O'Caoimh R, Cornally N, Svendrovski A, Weathers E, FitzGerald C, Healy E, O'Connell E, O'Keeffe G, O'Herlihy E, Gao Y, O'Donnell R, O'Sullivan R, Leahy-Warren P, Orfila F, Paúl C, Clarnette R, Molloy D W
Dr Rónán O'Caoimh, Email:
J Frailty Aging. 2016;5(2):104-10. doi: 10.14283/jfa.2016.86.
Although caregivers are important in the management of frail, community-dwelling older adults, the influence of different caregiver network types on the risk of adverse healthcare outcomes is unknown.
To examine the association between caregiver type and the caregiver network subtest of The Risk Instrument for Screening in the Community (RISC), a five point Likert scale scored from one ("can manage") to five ("absent/liability"). To measure the association between caregiver network scores and the one-year incidence of institutionalisation, hospitalisation and death.
Observational cohort study.
Community-dwelling adults, aged >65, attending health centres in Ireland, (n=779). PROCEDURE AND MEASUREMENTS: The caregiver network subtest of the RISC was scored by public health nurses.
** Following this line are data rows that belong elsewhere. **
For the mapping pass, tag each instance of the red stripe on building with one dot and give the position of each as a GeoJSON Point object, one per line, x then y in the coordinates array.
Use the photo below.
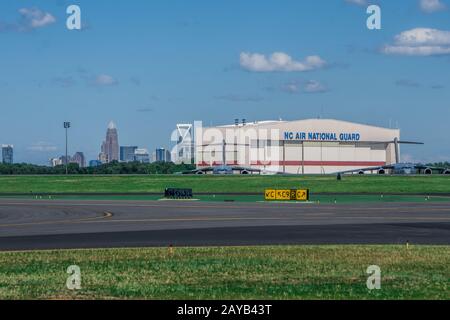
{"type": "Point", "coordinates": [304, 163]}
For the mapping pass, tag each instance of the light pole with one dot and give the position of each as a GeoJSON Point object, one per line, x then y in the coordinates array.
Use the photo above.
{"type": "Point", "coordinates": [66, 126]}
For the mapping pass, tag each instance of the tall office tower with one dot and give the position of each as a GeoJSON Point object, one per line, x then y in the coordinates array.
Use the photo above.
{"type": "Point", "coordinates": [127, 153]}
{"type": "Point", "coordinates": [79, 159]}
{"type": "Point", "coordinates": [162, 155]}
{"type": "Point", "coordinates": [7, 153]}
{"type": "Point", "coordinates": [110, 147]}
{"type": "Point", "coordinates": [184, 148]}
{"type": "Point", "coordinates": [142, 156]}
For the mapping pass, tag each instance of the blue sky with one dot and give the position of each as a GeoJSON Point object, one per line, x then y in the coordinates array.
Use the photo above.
{"type": "Point", "coordinates": [148, 65]}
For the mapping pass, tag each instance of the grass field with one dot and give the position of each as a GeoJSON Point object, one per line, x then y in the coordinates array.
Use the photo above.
{"type": "Point", "coordinates": [157, 183]}
{"type": "Point", "coordinates": [285, 272]}
{"type": "Point", "coordinates": [315, 198]}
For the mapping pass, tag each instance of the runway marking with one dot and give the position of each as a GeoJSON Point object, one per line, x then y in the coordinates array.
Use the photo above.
{"type": "Point", "coordinates": [206, 219]}
{"type": "Point", "coordinates": [106, 215]}
{"type": "Point", "coordinates": [434, 206]}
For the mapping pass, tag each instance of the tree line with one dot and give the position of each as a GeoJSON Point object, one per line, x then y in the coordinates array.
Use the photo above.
{"type": "Point", "coordinates": [114, 167]}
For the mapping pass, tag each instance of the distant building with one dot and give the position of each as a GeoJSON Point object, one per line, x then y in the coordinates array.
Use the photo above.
{"type": "Point", "coordinates": [162, 155]}
{"type": "Point", "coordinates": [110, 147]}
{"type": "Point", "coordinates": [79, 159]}
{"type": "Point", "coordinates": [55, 162]}
{"type": "Point", "coordinates": [142, 155]}
{"type": "Point", "coordinates": [183, 152]}
{"type": "Point", "coordinates": [95, 163]}
{"type": "Point", "coordinates": [127, 153]}
{"type": "Point", "coordinates": [7, 153]}
{"type": "Point", "coordinates": [59, 161]}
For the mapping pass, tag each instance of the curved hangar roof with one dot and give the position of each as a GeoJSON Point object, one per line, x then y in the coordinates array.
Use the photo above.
{"type": "Point", "coordinates": [322, 130]}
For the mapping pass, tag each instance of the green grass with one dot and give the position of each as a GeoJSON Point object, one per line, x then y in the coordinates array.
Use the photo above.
{"type": "Point", "coordinates": [284, 272]}
{"type": "Point", "coordinates": [157, 183]}
{"type": "Point", "coordinates": [315, 198]}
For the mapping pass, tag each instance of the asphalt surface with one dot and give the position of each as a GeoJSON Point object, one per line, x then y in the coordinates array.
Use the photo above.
{"type": "Point", "coordinates": [55, 224]}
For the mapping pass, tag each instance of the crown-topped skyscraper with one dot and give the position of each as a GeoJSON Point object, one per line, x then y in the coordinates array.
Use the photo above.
{"type": "Point", "coordinates": [110, 147]}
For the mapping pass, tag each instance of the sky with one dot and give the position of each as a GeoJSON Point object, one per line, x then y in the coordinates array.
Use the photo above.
{"type": "Point", "coordinates": [148, 65]}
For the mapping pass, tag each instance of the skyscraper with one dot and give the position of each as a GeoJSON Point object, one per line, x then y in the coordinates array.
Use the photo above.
{"type": "Point", "coordinates": [79, 159]}
{"type": "Point", "coordinates": [127, 153]}
{"type": "Point", "coordinates": [141, 155]}
{"type": "Point", "coordinates": [110, 147]}
{"type": "Point", "coordinates": [162, 155]}
{"type": "Point", "coordinates": [7, 153]}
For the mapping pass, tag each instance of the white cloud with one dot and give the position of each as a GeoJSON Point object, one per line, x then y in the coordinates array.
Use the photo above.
{"type": "Point", "coordinates": [430, 6]}
{"type": "Point", "coordinates": [420, 42]}
{"type": "Point", "coordinates": [357, 2]}
{"type": "Point", "coordinates": [42, 146]}
{"type": "Point", "coordinates": [105, 80]}
{"type": "Point", "coordinates": [313, 86]}
{"type": "Point", "coordinates": [35, 18]}
{"type": "Point", "coordinates": [310, 86]}
{"type": "Point", "coordinates": [278, 61]}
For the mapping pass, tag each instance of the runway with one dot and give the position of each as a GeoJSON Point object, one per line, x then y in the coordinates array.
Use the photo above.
{"type": "Point", "coordinates": [56, 224]}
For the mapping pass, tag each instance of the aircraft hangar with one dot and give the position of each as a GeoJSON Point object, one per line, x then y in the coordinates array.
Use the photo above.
{"type": "Point", "coordinates": [310, 146]}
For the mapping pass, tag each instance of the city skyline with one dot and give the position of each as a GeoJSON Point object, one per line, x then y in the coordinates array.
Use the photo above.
{"type": "Point", "coordinates": [157, 64]}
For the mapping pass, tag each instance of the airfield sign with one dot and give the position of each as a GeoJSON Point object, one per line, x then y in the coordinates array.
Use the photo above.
{"type": "Point", "coordinates": [286, 194]}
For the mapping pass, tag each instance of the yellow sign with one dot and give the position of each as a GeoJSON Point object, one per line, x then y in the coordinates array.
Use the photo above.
{"type": "Point", "coordinates": [270, 194]}
{"type": "Point", "coordinates": [302, 195]}
{"type": "Point", "coordinates": [283, 195]}
{"type": "Point", "coordinates": [287, 194]}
Caregivers were grouped dichotomously into low-risk (score of one) or high-risk (scores two-five).
The majority of patients had a primary caregiver (582/779; 75%), most often their child (200/582; 34%). Caregiver network scores were highest, indicating greatest risk, when patients had no recognised primary caregiver and lowest when only a spouse or child was available. Despite this, patients with a caregiver were significantly more likely to be institutionalised than those where none was required or identified (11.5% versus 6.5%, p=0.047). The highest one-year incidence of adverse outcomes occurred when state provided care was the sole support; the lowest when private care was the sole support. Significantly more patients whose caregiver networks were scored high-risk required institutionalisation than low-risk networks; this association was strongest for perceived difficulty managing medical domain issues, odds ratio (OR) 3.87:(2.22-6.76). Only perceived difficulty managing ADL was significantly associated with death, OR 1.72:(1.06-2.79). There was no association between caregiver network scores and risk of hospitalisation.
This study operationalizes a simple method to evaluate caregiver networks. Networks consisting of close family (spouse/children) and those reflecting greater socioeconomic privilege (private supports) were associated with lower incidence of adverse outcomes. Caregiver network scores better predicted institutionalisation than hospitalisation or death.
尽管照护者在体弱的社区老年人管理中很重要,但不同照护者网络类型对不良医疗结局风险的影响尚不清楚。
研究照护者类型与社区筛查风险工具(RISC)的照护者网络子测试之间的关联,该测试采用五点李克特量表,从1分(“能够自理”)到5分(“无人照护/负担”)进行评分。测量照护者网络得分与机构化、住院和死亡的一年发生率之间的关联。
观察性队列研究。
居住在爱尔兰社区、年龄>65岁、在健康中心就诊的成年人(n=779)。程序和测量:RISC的照护者网络子测试由公共卫生护士评分。照护者被二分法分为低风险(得分为1)或高风险(得分为2至5)。
大多数患者有主要照护者(582/779;75%),最常见的是他们的子女(200/582;34%)。当患者没有公认的主要照护者时,照护者网络得分最高,表明风险最大;当只有配偶或子女时,得分最低。尽管如此,有照护者的患者比那些不需要或未确定照护者的患者更有可能被机构化(11.5%对6.5%,p=0.047)。当国家提供的照护是唯一支持时,不良结局的一年发生率最高;当私人照护是唯一支持时,发生率最低。照护者网络得分高风险的患者比低风险网络的患者需要机构化的比例显著更高;这种关联在感知到的医疗领域问题管理困难方面最为强烈,优势比(OR)为3.87:(2.22-6.76)。只有感知到的日常生活活动管理困难与死亡显著相关,OR为1.72:(1.06-2.79)。照护者网络得分与住院风险之间没有关联。
本研究实施了一种评估照护者网络的简单方法。由亲密家庭成员(配偶/子女)组成的网络以及反映更高社会经济特权的网络(私人支持)与较低的不良结局发生率相关。照护者网络得分比住院或死亡更能预测机构化。